(第16回)山口百恵をめぐる阿久悠の「対決」

●「私」を語らないアイドル・山口百恵

 ここに、幻の個人新聞『月刊 You』のユニークさがあった。
 つまりこのメディアは、浮ついた芸能マスコミ情報を吹き飛ばす、真剣勝負の場だったのだ。

 それが証拠に、阿久・倉本対談の載った同じ号には、なんと山口百恵と篠山貴信の往復書簡まで掲載されている。そこで百恵は、「先生にお願いがあるのです」と切り出し、ぜひ自分を使った映画をお撮りになってくださいと懇願している。

 実際には、この企画は実現しなかった。倉本聡も阿久悠も結局は、百恵を捕まえ損ね、使い損ねたのである。だが今となっては、むしろ両者の山口百恵との"運命的すれ違い"の記録こそが、『月刊 You』という同時代のメディアとしての貴重さを物語っているように思われる。

 では何が倉本や阿久を、これほどまでに"百恵狂い"にさせたのか。
 一口にそれは、山口百恵が「虚妄」にすぎない「希望」を毅然として拒否できる、優れて70年代的なパフォーマンスに長けた歌い手だったからではないか。

 彼女もまた、徹底して70年代の「今日を生きる」人間だった。
 『山口百恵は菩薩である』(平岡正明著)という本まで現れるほどのカリスマ百恵には、『蒼い時』(80年)という書き下ろしエッセイがある。残間里江子のプロデュースで話題になった、タレント本のはしりである。多くのファンはそこで山口百恵が、告白的に「私」を語っていると思い込み、この本を手に取った。しかし、彼女の歌がそうであったように、そこに山口百恵というカリスマ的スーパースターの"正体"が暴露されているわけではなかった。

 『蒼い時』は1980(昭和55)年、三浦友和との婚約発表から日本武道館での最後のワンマンショーまで、百恵フィーバーに沸いた70年代末に刊行され、ベストセラーになった。70年代という日本の戦後にとって、光と影のコントラストが鮮やかだった最後の時代に幕を引くように引退した彼女は、決して「私」を語らないアイドルでもあった。

●阿久悠と山口百恵の“すれ違い”

 作詞家・阿久悠と歌手・山口百恵の"すれ違い"は、それだけに興味深いものがある。70年代をリードした阿久悠もまた、歌の中で安易に「私」を語らせない作詞家だったからだ。

 「山口百恵が、レコード大賞その他の音楽賞を狙える位置にいた時、常にその対極にあって、彼女の受賞を阻んでいたのが、皮肉なことにぼくであった」(『夢を食った男たち』)

 こう語る阿久悠は、百恵への最大級の讃辞を惜しまない。『北の宿から』(76年)で『横須賀ストーリー』の、『勝手にしやがれ』(77年)で『イミテーション・ゴールド』の、『UFO』(78年)では『秋桜(コスモス)』のレコード大賞受賞をそれぞれ阻止した阿久悠は、だがその会場に居合わせた敗者・山口百恵が、毅然として立ち去っていく後ろ姿に圧倒されるのだ。

 「喪服のように黒いドレスで、彼女の遠ざかる客席通路のあたりがシンと静まりかえり、空気の凍(い)てつく気配さえ伝わって来て、ぼくはステージ上で笑顔をこわばらせたことがある。それは、考えようによっては、受賞者を道化にしてしまうくらいの、強烈な矜持(きょうじ)の証明であるようにさえ思えた」(同前)

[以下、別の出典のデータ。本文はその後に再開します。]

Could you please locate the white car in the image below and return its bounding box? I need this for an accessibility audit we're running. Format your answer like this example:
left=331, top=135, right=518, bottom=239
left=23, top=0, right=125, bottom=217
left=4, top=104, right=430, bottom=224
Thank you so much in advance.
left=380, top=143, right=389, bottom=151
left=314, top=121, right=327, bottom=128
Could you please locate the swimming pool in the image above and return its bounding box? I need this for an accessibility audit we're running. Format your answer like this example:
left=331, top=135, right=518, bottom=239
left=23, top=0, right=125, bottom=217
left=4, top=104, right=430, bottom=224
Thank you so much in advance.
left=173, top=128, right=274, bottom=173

 1959(昭和34)年生まれの百恵に、20歳以上も年上の阿久悠が、これだけの畏怖を感じていたのである。「私」を語らないこの無冠の女王は、そのことによって「私」を超えた存在だったのだ。

 そして百恵の引退とともに、80年代歌謡の幕が開く。松田聖子、中森明菜の時代からJポップの全盛時代へ。端的にそれは、「私」の露出度の高いタレントの登場と、「私」を全面に押し出した、歌による「私」語りの隆盛を意味した。